Austria. Bracconiere uccide 4 persone. Dopo ore barricato si dà fuoco: morto

di Redazione Blitz
Pubblicato il 18 settembre 2013 1:45 | Ultimo aggiornamento: 18 settembre 2013 1:45

VIENNA – Il bracconiere austriaco che ha ucciso tre agenti e un infermiere prima di barricarsi in un maso, dove è stato trovato morto carbonizzato. La polizia austriaca ha fatto irruzione nello stabile dove l’uomo si era barricato e lo ha trovato privo di vita. Il corpo carbonizzato è stato rinvenuto dopo una perlustrazione nel suo podere, nei pressi di Melk, durata circa 5 ore. Dalle 17,30 del 17 settembre, dopo che si era udito un colpo d’arma da fuoco, non c’erano stati più segnali di vita dalla fattoria dove si era nascosto Alois H, bracconiere di 55 anni di Annaberg.

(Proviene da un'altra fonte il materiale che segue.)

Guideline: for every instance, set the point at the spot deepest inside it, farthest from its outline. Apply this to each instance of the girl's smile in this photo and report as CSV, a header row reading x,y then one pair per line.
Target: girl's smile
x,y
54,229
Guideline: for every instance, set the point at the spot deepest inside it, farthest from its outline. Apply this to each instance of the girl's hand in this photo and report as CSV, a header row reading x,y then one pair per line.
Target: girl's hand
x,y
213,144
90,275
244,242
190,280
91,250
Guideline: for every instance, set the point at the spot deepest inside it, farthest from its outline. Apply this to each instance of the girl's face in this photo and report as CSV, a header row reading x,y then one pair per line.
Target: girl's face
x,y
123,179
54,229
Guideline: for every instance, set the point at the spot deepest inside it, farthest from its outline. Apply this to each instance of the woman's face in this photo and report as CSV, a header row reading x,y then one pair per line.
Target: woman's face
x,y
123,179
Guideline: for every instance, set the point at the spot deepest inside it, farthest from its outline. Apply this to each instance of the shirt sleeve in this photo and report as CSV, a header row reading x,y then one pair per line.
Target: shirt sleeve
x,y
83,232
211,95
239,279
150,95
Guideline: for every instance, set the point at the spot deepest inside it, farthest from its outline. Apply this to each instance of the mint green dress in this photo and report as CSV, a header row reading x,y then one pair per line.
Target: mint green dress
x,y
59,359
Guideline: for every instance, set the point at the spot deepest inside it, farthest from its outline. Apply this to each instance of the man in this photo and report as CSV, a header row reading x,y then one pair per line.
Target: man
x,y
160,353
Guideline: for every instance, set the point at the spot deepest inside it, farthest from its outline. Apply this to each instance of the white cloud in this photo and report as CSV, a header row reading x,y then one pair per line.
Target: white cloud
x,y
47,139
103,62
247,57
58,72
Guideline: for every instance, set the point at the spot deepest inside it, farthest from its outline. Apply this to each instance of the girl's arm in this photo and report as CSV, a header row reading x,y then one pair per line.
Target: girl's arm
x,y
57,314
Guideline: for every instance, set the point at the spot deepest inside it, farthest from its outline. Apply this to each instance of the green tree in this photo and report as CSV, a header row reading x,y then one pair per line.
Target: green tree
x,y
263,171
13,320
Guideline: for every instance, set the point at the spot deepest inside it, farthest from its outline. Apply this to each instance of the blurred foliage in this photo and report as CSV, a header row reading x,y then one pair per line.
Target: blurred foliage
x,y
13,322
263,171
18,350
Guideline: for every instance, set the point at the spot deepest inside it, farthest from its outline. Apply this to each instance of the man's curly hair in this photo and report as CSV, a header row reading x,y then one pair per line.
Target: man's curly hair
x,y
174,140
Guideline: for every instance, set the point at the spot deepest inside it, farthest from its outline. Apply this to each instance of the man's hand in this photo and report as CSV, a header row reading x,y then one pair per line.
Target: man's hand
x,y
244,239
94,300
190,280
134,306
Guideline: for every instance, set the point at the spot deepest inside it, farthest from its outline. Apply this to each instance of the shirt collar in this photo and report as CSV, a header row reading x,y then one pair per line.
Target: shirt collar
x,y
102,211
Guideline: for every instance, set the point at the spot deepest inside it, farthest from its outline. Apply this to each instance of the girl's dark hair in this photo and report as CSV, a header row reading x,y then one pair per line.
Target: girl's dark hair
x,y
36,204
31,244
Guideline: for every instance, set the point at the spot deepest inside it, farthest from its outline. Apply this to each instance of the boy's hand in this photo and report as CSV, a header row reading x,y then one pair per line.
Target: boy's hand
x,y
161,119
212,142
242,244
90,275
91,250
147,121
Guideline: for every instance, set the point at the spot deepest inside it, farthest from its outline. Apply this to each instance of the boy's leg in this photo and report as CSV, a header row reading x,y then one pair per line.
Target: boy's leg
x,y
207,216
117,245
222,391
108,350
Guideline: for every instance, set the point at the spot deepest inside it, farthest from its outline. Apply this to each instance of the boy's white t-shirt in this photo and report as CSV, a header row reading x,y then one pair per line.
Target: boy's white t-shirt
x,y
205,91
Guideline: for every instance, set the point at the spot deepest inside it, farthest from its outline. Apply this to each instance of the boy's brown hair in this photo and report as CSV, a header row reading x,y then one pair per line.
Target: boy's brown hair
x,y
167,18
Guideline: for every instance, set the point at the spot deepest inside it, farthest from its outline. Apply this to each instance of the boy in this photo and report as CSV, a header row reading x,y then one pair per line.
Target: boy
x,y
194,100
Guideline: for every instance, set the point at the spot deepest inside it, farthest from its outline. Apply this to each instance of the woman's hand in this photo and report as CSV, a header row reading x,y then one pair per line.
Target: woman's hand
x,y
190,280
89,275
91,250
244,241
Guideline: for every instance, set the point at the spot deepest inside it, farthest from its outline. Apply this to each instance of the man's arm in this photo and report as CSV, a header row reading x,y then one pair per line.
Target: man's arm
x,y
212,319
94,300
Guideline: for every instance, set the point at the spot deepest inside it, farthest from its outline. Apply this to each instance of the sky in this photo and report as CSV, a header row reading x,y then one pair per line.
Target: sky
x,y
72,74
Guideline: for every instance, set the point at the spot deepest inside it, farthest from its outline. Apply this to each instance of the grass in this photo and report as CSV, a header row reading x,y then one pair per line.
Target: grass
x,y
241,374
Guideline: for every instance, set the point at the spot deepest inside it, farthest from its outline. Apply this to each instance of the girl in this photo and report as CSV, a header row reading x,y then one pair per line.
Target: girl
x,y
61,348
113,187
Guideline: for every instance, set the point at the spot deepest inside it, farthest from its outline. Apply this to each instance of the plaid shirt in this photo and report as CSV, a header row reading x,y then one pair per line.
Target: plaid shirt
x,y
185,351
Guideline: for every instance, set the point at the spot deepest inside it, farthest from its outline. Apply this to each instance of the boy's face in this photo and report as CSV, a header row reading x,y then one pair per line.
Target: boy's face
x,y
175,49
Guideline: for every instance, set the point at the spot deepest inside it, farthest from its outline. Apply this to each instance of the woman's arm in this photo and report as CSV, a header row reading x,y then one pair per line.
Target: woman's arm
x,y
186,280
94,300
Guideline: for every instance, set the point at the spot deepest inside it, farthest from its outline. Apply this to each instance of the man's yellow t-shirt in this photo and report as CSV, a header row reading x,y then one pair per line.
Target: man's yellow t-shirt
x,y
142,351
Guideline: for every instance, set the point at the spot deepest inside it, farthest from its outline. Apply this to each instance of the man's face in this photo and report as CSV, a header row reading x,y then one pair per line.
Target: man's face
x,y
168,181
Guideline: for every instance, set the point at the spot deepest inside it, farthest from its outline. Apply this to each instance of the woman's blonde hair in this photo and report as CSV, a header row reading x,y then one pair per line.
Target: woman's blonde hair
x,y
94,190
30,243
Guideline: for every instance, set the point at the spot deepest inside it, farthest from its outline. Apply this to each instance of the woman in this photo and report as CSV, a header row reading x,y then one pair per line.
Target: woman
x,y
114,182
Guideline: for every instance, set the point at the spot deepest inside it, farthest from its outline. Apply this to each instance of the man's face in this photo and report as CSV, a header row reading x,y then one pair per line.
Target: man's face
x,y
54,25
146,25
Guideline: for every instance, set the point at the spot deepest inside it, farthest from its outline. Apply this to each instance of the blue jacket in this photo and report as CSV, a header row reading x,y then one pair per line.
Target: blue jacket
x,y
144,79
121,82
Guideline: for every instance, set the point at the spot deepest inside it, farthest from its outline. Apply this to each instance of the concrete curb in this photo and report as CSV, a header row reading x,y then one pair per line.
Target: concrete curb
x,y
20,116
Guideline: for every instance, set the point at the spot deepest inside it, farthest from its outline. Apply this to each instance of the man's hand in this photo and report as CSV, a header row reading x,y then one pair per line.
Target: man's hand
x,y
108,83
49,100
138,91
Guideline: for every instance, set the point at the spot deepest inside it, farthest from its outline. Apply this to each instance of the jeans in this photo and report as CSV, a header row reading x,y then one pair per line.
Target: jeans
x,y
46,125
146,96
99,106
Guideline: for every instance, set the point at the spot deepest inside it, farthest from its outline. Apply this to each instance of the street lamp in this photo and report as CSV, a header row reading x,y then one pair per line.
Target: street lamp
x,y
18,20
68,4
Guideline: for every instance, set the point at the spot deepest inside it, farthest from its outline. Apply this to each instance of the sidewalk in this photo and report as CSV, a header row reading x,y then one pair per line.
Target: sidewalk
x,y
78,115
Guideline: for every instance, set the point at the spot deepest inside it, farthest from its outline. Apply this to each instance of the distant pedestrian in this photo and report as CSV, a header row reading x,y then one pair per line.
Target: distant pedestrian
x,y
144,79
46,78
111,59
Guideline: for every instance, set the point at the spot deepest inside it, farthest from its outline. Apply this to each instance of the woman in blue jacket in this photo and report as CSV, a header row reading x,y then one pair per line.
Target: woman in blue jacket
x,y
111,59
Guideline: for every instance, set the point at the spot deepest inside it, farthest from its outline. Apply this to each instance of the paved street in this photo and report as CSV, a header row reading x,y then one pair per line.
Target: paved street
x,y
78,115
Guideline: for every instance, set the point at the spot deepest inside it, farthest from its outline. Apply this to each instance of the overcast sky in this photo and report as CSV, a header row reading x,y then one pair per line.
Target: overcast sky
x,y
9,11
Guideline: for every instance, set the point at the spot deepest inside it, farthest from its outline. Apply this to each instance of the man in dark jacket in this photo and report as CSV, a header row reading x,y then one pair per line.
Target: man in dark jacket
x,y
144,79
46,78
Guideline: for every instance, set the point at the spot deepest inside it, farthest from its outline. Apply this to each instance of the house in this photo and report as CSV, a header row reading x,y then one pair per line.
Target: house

La follia omicida del bracconiere inizia nel pomeriggio del 17 settembre, quando una pattuglia della polizia lo avvicina. L’uomo, un autotrasportatore, apre il fuoco contro i poliziotti e contro l’ambulanza arrivata in soccorso degli agenti feriti. Il bracconiere uccide un agente e l’autista dell’ambulanza e si dà alla fuga a piedi. Poi incontra un’altra pattuglia ed apre nuovamente il fuoco, uccidendo un altro poliziotto

Braccato dalla polizia, l’uomo prende un agente in ostaggio e ruba l’auto della polizia con cui fugge verso la sua fattoria a Grosspriel, nei pressi di Melk. Arrivato nella sua fattoria l’uomo ha ucciso l’ostaggio e nascosto auto e cadavere nel fienile.

Dall’alba un centinaio di uomini dei reparti speciali di polizia hanno circondato il maso, senza però essere riusciti a stabilire un contatto. Dalla sua abitazione il killer ha più volte sparato sugli agenti che circondavano il podere. L’uomo sarebbe in possesso di un vero e proprio arsenale d’armi.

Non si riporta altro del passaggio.